Perwakilan Pelapor Ing Mokoginta sudah muak dengan sikap dari oknum-oknum yang ada di Polda Sulut. Dimana kasusnya diputar –putar tanpa ada kepastian hukum.

“Tanah itu milik SHM 98/ 1978 yang sah dan sudah diperkuat PTUN. Silahkan baca juga di SK Pembatalan SHM 2 Palsu,” ujar Prof Ing Mokoginta, Jumat (18/2/2022).

Menurut dia, kami menilai pengukuran tanah tidak relevan dengan gugatan kami, yakni, perampasan hak dan pemalsuan dokumen.

“Penyidik jangan terus membengkokkan perkara, jalan aja yang benar, sudah terang-terangan kok keberpihakan nya,” nilai dia.

Lanjut dia, ada keputusan PTUN, bahkan PN, walaupun masih tingkat pertama, tetapi sudah terbukti terlapor tidak dapat membuktikan tanah itu milik mereka.

“Dan bukan penyerobotan tanah Lp2 di SP3 kan tapi karena tidak somasi (penyerobotan) dan tidak dapat diangkat ke perampasan dan pemalsuan karena laporan kita tentang penyerobotan,” kata dia.

Dia menjelaskan, disuruh lapor baru dengan perampasan dan pemalsuan. Sudah kami lapor, sekarang balik ke penyerobotan (ft 167), padahal Lp2 di SP3 karena kami tolak ft 167.

“Direskrimum Polda Sulut tolong buat surat ke Kapolda yang isinya sama dengan penyidik,” ucap dia.

Dia kembali mengatakan, penyerobotan pada LP2 tidak relevan karena yang kami lapor pemegang 12 shm yang sudah dibatalkan, bukan pembeli tanah yang berdiam disitu.

“Saksi ahli pada gelar perkara di Lp2 menyatakan ft 167 tidak tepat dikenakan pada perkara ini. Gelar perkara diadakan untuk menjawab perintah Kapolda Irjen Pol Panca Putra Simanjuntak supata Lp2 dibuka kembali dan digabung dengan Lp3,” beber dia.

“Tetapi Irjen Pol Panca Putra dipindahkan sehingga Direskrimum Polda diduga mengabaikan perintah tersebut. Namun, ada yang terbaru dimana kami tunggu gelar perkara di Wasidik,” kata dia.

Sebelumnya, terkait kasus ini, Direskrimum Kombes Pol Gani Siahaan menegaskan kasus tersebut dalam proses.

Diketahui, bahwa perkara ini pada awalnya terkait dengan sebidang tanah yang terletak di Kelurahan Gogagoman, Kecamatan Kotamobagu Barat, Kota Kotamobagu.

Dimana tanah tersebut sudah ada SHM Nomor 89/Gogagoman tahun 1987 an.
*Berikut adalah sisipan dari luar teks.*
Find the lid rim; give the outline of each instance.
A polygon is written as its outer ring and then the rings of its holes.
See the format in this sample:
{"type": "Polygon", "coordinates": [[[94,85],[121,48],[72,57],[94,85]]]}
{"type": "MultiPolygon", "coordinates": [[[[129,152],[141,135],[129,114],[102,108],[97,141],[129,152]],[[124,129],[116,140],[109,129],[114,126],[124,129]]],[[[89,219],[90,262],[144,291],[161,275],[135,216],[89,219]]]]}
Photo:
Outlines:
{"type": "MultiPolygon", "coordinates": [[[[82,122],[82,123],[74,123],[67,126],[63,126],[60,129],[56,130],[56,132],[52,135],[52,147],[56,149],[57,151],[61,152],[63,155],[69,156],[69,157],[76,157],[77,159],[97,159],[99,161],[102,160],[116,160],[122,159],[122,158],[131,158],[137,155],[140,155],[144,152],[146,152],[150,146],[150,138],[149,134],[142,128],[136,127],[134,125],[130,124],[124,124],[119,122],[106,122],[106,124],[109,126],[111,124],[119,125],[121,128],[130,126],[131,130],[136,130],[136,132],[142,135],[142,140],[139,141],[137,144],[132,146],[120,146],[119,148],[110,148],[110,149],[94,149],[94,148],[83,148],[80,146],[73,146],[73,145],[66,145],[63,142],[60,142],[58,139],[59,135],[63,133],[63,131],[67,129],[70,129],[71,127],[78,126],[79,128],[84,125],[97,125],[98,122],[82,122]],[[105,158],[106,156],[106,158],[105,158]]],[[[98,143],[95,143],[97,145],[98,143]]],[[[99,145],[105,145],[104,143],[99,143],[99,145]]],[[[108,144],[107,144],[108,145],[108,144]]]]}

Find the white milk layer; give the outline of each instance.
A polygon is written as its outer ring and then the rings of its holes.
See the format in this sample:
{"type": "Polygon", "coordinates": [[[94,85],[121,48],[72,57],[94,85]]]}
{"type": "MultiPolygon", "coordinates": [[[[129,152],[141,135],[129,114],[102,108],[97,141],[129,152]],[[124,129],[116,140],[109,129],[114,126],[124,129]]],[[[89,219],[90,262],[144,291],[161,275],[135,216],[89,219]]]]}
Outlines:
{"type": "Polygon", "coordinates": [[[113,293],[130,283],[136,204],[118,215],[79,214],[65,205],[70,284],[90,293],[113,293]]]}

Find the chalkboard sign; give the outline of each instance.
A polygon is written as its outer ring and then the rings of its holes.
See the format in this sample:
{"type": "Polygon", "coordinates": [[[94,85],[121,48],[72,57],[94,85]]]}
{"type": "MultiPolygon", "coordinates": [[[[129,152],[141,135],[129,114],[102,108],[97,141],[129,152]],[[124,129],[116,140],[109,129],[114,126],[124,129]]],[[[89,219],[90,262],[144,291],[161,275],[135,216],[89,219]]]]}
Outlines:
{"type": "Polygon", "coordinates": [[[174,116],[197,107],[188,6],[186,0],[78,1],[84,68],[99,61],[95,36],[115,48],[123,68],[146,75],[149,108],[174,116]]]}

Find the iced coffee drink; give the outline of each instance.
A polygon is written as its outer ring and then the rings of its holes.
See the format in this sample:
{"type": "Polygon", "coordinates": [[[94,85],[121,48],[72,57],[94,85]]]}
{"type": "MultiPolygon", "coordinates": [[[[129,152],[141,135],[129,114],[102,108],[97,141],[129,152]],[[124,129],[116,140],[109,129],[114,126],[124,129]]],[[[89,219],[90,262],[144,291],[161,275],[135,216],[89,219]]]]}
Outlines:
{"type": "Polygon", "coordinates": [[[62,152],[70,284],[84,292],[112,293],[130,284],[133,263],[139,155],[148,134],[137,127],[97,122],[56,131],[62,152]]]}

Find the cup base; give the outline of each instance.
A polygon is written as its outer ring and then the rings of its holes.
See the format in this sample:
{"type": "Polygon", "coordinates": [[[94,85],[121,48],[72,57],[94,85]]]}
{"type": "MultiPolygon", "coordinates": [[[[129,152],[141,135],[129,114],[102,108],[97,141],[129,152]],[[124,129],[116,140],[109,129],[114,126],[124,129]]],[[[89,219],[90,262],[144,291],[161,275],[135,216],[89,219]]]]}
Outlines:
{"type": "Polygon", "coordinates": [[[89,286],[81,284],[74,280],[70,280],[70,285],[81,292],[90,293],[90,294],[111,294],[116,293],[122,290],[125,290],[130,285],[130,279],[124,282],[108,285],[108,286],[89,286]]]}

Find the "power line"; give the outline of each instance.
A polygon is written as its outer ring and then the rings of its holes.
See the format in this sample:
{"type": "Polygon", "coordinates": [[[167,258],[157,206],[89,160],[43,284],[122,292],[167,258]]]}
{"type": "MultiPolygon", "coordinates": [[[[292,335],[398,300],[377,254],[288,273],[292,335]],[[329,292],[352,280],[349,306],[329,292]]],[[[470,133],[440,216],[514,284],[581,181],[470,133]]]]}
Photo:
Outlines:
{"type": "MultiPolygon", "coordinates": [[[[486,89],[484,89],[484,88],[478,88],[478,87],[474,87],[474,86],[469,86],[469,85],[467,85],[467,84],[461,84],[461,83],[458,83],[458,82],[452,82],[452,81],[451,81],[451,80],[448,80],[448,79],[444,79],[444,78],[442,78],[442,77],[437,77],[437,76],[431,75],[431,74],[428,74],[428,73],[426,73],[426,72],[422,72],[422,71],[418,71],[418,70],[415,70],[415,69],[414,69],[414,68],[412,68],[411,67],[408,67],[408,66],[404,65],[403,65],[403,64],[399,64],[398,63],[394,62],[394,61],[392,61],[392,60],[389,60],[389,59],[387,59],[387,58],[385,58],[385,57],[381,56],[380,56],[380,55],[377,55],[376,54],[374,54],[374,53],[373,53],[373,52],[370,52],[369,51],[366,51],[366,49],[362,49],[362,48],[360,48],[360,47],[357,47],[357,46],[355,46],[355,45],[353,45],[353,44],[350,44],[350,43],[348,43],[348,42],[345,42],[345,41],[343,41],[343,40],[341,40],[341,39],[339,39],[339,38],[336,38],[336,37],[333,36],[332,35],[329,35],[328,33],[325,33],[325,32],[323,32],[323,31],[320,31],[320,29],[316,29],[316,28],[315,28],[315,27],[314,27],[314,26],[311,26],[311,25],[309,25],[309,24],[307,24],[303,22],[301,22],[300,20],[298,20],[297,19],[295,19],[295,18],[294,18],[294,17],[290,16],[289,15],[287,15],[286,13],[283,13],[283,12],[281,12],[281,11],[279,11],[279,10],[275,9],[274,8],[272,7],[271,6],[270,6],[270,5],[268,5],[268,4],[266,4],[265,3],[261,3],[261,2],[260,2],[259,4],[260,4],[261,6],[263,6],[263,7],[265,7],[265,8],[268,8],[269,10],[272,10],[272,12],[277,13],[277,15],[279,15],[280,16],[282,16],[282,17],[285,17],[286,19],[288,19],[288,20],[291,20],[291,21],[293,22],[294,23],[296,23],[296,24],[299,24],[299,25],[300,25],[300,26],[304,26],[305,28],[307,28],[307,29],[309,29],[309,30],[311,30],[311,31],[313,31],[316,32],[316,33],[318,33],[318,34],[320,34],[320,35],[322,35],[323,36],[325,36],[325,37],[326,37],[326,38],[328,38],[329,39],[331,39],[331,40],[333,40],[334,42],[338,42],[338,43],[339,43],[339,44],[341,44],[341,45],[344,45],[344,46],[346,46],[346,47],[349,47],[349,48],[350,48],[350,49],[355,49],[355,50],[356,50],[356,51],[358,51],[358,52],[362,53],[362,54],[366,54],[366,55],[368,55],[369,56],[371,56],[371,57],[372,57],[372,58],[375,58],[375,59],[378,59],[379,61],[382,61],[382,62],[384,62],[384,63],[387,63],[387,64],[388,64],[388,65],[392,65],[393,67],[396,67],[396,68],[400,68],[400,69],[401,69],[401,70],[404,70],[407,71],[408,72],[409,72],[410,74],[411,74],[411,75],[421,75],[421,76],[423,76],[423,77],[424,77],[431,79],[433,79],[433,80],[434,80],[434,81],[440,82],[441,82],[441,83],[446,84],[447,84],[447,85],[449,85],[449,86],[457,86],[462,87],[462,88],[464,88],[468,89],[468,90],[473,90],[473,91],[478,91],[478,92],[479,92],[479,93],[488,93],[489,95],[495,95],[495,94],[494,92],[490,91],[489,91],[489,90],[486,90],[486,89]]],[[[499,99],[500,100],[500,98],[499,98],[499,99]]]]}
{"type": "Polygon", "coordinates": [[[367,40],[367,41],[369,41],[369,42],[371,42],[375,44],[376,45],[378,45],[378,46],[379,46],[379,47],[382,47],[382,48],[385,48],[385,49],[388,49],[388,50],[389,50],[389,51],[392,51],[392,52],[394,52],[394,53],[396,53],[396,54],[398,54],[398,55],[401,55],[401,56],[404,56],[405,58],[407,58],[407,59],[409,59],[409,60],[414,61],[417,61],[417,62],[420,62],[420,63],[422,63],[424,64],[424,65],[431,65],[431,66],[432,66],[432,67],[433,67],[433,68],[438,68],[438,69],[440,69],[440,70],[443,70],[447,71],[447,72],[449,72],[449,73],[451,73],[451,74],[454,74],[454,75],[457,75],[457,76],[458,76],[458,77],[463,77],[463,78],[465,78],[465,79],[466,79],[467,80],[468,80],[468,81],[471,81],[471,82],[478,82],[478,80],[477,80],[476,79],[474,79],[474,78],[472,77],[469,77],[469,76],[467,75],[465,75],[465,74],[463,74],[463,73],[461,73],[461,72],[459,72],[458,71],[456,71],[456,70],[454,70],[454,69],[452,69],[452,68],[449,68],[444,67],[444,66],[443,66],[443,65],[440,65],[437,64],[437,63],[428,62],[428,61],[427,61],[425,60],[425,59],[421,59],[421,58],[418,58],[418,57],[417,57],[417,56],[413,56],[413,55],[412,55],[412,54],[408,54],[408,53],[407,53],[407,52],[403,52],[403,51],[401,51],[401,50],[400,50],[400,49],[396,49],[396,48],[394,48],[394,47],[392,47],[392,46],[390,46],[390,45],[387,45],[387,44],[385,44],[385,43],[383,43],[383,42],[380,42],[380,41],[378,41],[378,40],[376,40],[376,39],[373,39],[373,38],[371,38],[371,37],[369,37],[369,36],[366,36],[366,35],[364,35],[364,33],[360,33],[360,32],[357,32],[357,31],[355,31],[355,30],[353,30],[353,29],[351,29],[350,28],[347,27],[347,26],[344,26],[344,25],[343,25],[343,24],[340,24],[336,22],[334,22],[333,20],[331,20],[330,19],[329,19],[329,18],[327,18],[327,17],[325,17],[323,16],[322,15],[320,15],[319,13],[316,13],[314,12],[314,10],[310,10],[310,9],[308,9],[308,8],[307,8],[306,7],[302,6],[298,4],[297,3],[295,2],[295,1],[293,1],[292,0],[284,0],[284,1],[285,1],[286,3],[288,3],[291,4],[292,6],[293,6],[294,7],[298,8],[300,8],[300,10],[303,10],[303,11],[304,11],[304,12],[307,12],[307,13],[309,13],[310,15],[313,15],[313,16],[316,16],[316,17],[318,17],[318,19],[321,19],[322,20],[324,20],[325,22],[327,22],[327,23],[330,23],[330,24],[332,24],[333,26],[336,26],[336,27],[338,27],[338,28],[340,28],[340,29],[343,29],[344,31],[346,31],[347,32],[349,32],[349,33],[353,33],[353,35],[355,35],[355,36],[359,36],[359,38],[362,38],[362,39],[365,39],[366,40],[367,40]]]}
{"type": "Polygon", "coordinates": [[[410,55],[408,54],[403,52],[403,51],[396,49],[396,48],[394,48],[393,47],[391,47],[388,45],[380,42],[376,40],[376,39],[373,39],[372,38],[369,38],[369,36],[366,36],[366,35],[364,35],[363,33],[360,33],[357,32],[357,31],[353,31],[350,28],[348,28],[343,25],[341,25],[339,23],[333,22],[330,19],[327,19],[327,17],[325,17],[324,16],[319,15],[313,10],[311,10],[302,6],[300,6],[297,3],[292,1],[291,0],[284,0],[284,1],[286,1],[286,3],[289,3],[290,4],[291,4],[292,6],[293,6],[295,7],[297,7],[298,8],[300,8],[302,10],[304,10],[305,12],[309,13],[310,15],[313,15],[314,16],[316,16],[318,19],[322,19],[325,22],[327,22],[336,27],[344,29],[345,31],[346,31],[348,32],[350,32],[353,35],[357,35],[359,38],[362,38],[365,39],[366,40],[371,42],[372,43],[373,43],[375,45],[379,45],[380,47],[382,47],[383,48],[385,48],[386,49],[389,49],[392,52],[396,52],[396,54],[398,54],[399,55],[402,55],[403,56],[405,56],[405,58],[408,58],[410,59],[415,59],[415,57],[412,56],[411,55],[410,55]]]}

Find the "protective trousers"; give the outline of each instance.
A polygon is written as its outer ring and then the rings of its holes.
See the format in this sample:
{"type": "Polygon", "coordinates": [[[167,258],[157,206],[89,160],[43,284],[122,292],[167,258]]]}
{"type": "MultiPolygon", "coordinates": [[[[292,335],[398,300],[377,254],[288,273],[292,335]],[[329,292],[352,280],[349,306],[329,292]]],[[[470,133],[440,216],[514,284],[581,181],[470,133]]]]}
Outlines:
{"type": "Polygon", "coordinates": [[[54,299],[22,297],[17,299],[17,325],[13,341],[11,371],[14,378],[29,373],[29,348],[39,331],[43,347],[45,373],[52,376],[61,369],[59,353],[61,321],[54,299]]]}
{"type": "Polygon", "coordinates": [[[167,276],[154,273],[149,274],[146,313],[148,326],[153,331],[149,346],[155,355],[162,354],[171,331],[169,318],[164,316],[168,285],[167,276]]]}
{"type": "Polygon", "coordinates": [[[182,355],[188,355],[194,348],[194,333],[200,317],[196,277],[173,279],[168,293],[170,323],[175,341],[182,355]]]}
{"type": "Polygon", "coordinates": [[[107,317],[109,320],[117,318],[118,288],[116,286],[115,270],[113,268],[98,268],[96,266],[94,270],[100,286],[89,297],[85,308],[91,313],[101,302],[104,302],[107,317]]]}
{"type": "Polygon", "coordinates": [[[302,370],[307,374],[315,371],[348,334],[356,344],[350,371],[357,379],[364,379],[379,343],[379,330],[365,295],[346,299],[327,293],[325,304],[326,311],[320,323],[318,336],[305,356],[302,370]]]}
Hoa Mokoginta dan dialihkan kepada ahli warisnya yakni Sientje Mokoginta, Ing Mokoginta, Inneke S dan Ignatius BP sebagai pemilik.

Lalu kemudian pada tahun 2009 diatas tanah yang sama terbit SHM 2567/Gogagoman tahun 2009 an. Marthen M yang sudah dipecahkan sempurna.

Dan seluruh hasil pemecahan /produk SHM-SHM dari SHM Nomor: 2567/Gogagoman tahun 2009 an. Marthen M telah dibatalkan /dicabut oleh putusan PTUN dan SK pencabutan dari BPN. (Bukti-bukti sudah kami masukan ke penyidik)

Bahwa pada tahun 2017 dr Sientje Mokoginta membuat Laporan pertama di Polda Sulut sebagai laporan Polisi nomor : LP/684/IX/2017/Sulut/SPKT, tanggal 05 September 2017.

Dengan terlapor Maxi M dkk atas dugaan tindakan pidana penguasaan tanah tanpa hak atau penyerobotan sebagai dimaksud dalam pasal KUHP, namun laporan tersebut dihentikan (SP3).

Bahwa kemudian dr Sientje Mokoginta kembali melaporkan di Polda Sulut laporan Kedua terhadap Maxi M dkk dengan dugaan tindak pidana perampasan /penggelapan hak dan penyerobotan.

Sebagaimana Laporan Polisi Nomor: LP/78/II/2020/Sulut/SPKT akan tetapi laporan ini juga dihentikan sebagaimana SP2HP Nomor: B/473/XI/2020/Dit. Reskrimum tanggal 4 November 2020.

Dan untuk penyelidikan laporan pertama dan kedua sudah dilaksanakan sidang kode etik.

Bahwa selanjutnya klien kami ASA CB. Saudale (anak dari dr. Sientje Mokoginta ) melakukan Laporan Polisi yang ketiga di Polda Sulut.

Sebagaimana Laporan Polisi Nomor: LP/541/XII/2020/Sulut/SPKT tanggal 7 Desember 2020 terhadap Welly M dkk (saudara Maxi M) atas dugaan tindak pidana pemalsuan dokumen dan penggelapan hak atas tanah dan terkait laporan ini maka penyidik telah melakukan gelar perkara yang terakhir pada 22 Desember 2021.

Bahwa atas hasil gelar perkara pada Laporan Ketiga kami keberatan yakni SP2HP Nomor: B /495/XII/2021 /Dit. Reskrimum tanggal 30 Desember 2021 karena yang kami laporkan dalam laporan yang ketiga ini bukan pasal 167 atau penyerobotan.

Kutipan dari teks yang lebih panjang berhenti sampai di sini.